Yesterday’s excellent article by Sabrina Tavernise in the New York Times , titled “Life Spans Shrink for Least-Educated Whites in the U.S.” held some really depressing news. Four recent studies have documented modest declines in the life expectancy of Americans, but the most recent of these studies, identifying Americans who don’t have a high school diploma, tells us something else:
The steepest declines were for white women without a high school diploma, who lost five years of life between 1990 and 2008 [snip]. By 2008, life expectancy for black women without a high school diploma had surpassed that of white women of the same education level, the study found.
I’m sure that many readers will look at that information and shrug their shoulders. Black women, and minority women in general, have long had to deal with the problems caused by lack of education, poverty and poor health, and perhaps this is just an effect of white women not knowing how to cope as well as other women in the same situation. (Cluelessness among the formerly entitled might be the subject of another diary.)

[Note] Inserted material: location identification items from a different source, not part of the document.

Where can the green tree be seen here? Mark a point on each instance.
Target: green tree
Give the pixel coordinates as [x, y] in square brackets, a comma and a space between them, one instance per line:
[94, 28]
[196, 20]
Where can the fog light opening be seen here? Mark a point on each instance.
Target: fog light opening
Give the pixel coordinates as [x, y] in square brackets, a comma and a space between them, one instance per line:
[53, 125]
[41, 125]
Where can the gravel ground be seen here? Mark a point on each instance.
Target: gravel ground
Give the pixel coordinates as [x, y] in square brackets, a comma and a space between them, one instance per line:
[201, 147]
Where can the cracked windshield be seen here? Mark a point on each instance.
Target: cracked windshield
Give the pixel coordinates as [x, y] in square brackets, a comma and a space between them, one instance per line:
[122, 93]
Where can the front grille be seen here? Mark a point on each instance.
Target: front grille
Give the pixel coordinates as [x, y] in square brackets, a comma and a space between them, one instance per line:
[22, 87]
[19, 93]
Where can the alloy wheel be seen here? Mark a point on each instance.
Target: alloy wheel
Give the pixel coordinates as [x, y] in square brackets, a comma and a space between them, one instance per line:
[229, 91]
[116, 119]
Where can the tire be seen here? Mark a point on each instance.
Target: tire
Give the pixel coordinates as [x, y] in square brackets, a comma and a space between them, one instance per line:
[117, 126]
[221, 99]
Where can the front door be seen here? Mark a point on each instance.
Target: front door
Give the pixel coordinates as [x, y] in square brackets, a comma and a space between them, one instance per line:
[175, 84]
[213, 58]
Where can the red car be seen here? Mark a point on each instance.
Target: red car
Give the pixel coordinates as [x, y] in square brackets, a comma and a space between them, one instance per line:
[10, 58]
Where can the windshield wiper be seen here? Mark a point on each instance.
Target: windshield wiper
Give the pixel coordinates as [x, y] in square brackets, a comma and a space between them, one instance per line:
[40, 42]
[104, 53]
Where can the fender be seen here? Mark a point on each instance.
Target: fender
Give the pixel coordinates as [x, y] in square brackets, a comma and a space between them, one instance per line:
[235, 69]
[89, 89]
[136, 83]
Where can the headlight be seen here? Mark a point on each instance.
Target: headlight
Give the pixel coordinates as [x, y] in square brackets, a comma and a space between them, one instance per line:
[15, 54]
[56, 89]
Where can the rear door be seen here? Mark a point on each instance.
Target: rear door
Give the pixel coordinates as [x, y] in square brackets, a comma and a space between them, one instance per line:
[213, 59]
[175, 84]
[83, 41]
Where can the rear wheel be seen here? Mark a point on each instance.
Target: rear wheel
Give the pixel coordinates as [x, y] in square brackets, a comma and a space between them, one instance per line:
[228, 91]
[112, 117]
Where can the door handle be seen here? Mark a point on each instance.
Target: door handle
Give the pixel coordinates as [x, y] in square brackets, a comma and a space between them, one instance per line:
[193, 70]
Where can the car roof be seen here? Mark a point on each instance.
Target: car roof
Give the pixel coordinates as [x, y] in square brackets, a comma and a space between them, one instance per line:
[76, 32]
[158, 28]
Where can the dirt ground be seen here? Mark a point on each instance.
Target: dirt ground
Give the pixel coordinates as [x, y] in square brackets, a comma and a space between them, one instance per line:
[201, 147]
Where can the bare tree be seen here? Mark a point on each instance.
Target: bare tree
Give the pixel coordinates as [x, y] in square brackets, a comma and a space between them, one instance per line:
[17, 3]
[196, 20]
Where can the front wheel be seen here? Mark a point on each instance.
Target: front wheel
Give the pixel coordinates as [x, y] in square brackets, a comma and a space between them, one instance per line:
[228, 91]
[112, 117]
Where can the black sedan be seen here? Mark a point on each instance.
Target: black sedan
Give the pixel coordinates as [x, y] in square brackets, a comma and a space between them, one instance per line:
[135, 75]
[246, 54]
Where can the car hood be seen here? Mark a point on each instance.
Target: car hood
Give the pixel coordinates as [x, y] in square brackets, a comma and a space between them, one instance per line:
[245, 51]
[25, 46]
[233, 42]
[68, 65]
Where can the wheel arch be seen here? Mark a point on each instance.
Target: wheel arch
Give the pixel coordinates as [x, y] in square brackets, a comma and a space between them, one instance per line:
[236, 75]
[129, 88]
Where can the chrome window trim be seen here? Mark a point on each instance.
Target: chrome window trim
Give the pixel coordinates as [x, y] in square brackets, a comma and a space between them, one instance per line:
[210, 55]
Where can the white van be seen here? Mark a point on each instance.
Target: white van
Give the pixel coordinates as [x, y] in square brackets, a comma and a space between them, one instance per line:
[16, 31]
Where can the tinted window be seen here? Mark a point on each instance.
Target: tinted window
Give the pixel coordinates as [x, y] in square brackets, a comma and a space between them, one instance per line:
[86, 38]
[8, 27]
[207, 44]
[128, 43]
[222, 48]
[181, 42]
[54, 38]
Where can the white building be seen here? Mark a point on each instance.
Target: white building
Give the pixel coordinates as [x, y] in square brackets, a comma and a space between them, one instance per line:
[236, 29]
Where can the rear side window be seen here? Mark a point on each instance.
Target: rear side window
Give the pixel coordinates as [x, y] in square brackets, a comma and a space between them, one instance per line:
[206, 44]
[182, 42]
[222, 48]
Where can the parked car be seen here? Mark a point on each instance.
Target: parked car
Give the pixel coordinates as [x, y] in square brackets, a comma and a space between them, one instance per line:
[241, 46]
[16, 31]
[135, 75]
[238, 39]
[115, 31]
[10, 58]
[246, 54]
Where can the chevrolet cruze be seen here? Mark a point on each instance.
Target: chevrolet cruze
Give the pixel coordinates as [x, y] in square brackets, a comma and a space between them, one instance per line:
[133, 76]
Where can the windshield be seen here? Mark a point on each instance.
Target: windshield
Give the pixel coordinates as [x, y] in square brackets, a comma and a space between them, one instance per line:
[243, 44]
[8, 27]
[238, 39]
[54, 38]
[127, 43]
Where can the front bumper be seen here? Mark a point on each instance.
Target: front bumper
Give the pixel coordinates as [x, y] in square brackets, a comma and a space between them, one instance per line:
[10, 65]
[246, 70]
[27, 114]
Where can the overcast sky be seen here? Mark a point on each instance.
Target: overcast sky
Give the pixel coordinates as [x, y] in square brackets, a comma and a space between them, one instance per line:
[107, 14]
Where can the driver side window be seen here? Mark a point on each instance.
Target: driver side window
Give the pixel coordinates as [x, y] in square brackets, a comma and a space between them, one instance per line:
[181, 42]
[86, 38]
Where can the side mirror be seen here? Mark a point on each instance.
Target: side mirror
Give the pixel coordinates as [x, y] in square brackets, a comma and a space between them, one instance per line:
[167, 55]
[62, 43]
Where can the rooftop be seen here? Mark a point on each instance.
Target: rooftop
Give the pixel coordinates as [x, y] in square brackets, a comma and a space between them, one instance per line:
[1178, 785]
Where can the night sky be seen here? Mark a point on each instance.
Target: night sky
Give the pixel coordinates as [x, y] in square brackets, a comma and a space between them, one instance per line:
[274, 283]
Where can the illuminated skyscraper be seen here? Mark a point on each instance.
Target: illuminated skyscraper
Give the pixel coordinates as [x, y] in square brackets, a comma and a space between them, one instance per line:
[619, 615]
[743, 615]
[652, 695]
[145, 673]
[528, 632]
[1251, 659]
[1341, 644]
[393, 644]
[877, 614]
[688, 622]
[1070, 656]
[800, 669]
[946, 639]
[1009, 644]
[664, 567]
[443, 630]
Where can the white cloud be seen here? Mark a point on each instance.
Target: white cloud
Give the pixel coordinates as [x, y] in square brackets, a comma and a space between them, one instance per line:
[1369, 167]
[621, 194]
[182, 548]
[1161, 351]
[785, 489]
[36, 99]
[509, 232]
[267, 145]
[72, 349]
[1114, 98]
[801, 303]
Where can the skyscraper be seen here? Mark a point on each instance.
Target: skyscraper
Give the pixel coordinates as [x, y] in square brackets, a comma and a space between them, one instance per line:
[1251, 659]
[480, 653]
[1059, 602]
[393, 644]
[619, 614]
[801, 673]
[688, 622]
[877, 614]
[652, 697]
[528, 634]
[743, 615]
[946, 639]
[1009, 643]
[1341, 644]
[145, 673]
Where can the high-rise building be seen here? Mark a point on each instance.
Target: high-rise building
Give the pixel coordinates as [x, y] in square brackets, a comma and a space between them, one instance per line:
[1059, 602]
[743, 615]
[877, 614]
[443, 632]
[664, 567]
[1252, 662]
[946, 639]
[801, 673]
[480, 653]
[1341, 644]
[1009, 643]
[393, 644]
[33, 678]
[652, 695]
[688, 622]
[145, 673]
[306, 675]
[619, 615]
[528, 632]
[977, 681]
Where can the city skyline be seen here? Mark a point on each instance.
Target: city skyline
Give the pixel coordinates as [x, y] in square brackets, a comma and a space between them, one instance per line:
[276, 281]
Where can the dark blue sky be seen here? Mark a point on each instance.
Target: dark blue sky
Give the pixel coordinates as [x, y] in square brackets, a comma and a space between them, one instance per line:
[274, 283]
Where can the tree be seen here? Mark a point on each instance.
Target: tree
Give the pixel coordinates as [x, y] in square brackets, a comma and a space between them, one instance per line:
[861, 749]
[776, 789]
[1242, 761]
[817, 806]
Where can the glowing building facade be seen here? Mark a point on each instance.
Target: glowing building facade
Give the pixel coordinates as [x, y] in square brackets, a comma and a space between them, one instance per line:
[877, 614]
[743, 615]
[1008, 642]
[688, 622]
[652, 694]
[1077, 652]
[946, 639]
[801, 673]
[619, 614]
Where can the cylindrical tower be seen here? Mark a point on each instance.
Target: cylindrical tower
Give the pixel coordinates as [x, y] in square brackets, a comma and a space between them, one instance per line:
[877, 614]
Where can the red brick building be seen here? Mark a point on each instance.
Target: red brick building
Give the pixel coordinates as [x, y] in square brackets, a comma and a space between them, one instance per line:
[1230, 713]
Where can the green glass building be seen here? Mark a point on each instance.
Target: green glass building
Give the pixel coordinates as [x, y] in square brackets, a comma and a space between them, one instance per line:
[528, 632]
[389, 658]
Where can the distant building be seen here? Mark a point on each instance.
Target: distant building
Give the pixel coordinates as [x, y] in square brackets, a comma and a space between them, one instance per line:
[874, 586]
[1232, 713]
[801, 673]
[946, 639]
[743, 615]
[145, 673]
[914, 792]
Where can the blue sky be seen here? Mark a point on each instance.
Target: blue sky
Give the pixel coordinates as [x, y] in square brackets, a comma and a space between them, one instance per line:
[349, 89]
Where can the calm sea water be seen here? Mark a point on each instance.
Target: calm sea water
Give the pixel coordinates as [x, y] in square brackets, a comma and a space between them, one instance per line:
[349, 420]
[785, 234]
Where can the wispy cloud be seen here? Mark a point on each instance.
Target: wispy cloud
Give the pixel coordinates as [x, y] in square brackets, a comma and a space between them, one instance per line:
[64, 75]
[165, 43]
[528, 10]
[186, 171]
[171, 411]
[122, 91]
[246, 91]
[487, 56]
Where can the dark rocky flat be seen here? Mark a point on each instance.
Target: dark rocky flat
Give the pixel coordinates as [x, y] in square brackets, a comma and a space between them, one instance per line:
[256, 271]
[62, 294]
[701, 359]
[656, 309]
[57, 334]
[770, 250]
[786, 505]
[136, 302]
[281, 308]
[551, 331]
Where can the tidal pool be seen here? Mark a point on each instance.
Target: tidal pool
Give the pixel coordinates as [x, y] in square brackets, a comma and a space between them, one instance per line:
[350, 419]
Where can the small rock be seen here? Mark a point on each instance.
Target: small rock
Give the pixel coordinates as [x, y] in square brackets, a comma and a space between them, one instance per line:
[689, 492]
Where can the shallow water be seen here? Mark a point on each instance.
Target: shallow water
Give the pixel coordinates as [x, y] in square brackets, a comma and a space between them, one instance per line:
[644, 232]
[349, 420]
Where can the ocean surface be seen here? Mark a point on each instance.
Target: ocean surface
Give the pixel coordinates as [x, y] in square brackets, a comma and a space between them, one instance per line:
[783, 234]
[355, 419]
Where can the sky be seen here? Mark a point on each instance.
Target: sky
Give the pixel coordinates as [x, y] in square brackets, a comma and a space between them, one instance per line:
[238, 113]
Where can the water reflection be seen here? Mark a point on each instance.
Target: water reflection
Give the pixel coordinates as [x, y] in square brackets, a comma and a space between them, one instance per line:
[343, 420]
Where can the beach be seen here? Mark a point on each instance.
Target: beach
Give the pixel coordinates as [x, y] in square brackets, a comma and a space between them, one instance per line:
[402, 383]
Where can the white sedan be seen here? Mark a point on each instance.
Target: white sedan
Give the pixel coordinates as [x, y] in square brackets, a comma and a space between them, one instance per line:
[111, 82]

However, the really depressing part of Ms. Tavernise’s article is this:
The dropping life expectancies have helped weigh down the United States in international life expectancy rankings, particularly for women. In 2010, American women fell to 41st place, down from 14th place in 1985, in the United Nations rankings. Among developed countries, American women sank from the middle of the pack in 1970 to last place in 2010…
There it is, ladies and gentlemen.
The life expectancy of American women is currently the lowest in the developed world.
And the conservative Republicans are bent on destroying any part of our health care system that attends specifically to women’s needs. Trying to get the ladies back to the 19th century? That's real conservatism!